Sleep has always been an issue for me. Nodding off sometimes takes an age, and I have lost count of how many sheep I was meant to lose count of. But a simple bedtime routine I stumbled across in 2018 has really helped, even for when I am at my most stressed. We all know sleep is important to us, and there is ample research out there to prove it. Seeking out helpful information and employing it is naturally going to make you feel good. Try out this evening/night routine for a week and see how you feel after seven days. Be strict with yourself and try to stick with it. Some of it, as you will see, is a bit chilly, but fight on through and catch some much needed zzzzz’s!
Get 30 to 40 minutes of exercise in the day, preferably in the morning, to stimulate your body and tire yourself naturally. Exercising in the morning not only wakes you up for the day, but also brings you down gently towards the end. A good hit of endorphins and some burnt off energy will leave you feeling relaxed and content in the evening. If you cannot exercise in the morning, try your hardest not to exercise less than two hours before you intend to go to bed. Although exercise shouldn't make you sleepy immediately, it can help your body better regulate its internal clock, so it is best your exercising is completed as early in the day as possible. Ditch the blue screens
Avoid blue screen electronics an hour before bed. There is a time and place for using computers and gadgets, and immediately before bed is not the right time. You’ve probably noticed that long after you’ve turned off that computer or tablet, you were tossing and turning in hope of falling asleep. Melatonin is a hormone that your body produces naturally. It keeps track of your ‘internal clock’ and plays a major role in times we need to sleep. This hormone builds up as soon as it starts to get dark. Melatonin is the main culprit for why you feel sleepy. So, when the amount of melatonin reaches its peak in your body, you will feel drowsy and yawn, until we do something about it; sleep.

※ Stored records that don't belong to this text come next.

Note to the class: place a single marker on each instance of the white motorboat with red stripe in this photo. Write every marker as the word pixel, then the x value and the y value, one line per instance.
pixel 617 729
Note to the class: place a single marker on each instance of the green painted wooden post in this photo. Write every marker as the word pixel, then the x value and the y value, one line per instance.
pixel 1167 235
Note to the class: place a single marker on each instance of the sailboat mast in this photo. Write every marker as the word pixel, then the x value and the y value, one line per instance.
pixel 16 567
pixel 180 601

Melatonin is conditioned to drop as soon as it’s morning, or when we come into contact with light. So if you find yourself staring at a screen before bed, you are tricking your body into not releasing melatonin when it should be, only prolonging the time it will take to fall asleep and have a good night's sleep.

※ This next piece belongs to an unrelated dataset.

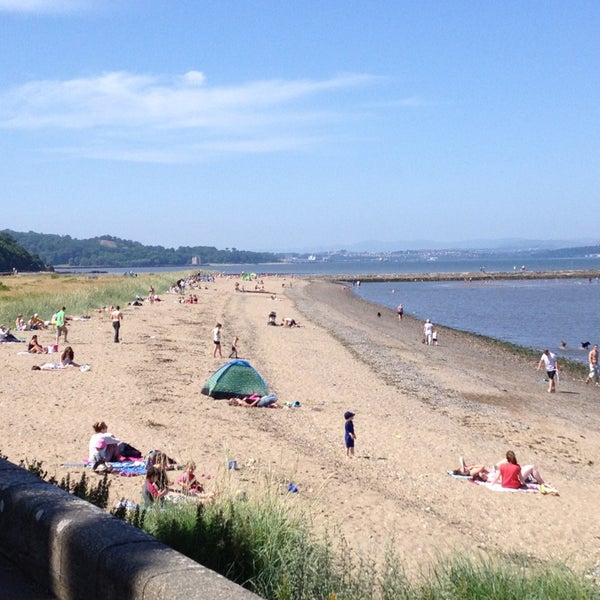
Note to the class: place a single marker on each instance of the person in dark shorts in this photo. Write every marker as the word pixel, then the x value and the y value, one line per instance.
pixel 550 363
pixel 349 435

Well, not too cold! Research has shown that our body’s core temperature dips in the evening in preparation for sleep. So, keeping the room temperature around 15.6 to 19.4 degrees Celsius (a little specific I know!) will help us get that much needed shuteye.
Interestingly, the bottoms of our feet and palms of our hands are efficient at releasing heat. I’m pretty sure most of us do this anyway, but if you’re looking to stay cool, just slip your feet and hands from underneath the duvet! Meditate
In recent years, meditation and mindfulness have really bounced onto the scene. Apps like Calm and Headspace have really popularised sitting around, closing your eyes, and switching off. And why not?! Once a cynic myself, I now quite enjoy listening to some ambient sounds, or maybe a bedtime story by Matthew McConaughey.
Meditation has so many benefits, helping counteract memory loss, also improving focus and concentration. It helps to regulate mood, emotions, reduces stress, and can clear up anxiety. Mediation has been proven to help make digestion more efficient, lower blood pressure, and decrease the tension within your muscles.
Become a fiction bookworm
Try reading a few chapters of a gripping novel to get a better night’s sleep. (Note: it’s widely believed that non-fiction is more stimulating to the mind whereas fiction helps you drift off. So put down that interesting personal-development book before bed, and pick up a classic James Patterson crime novel.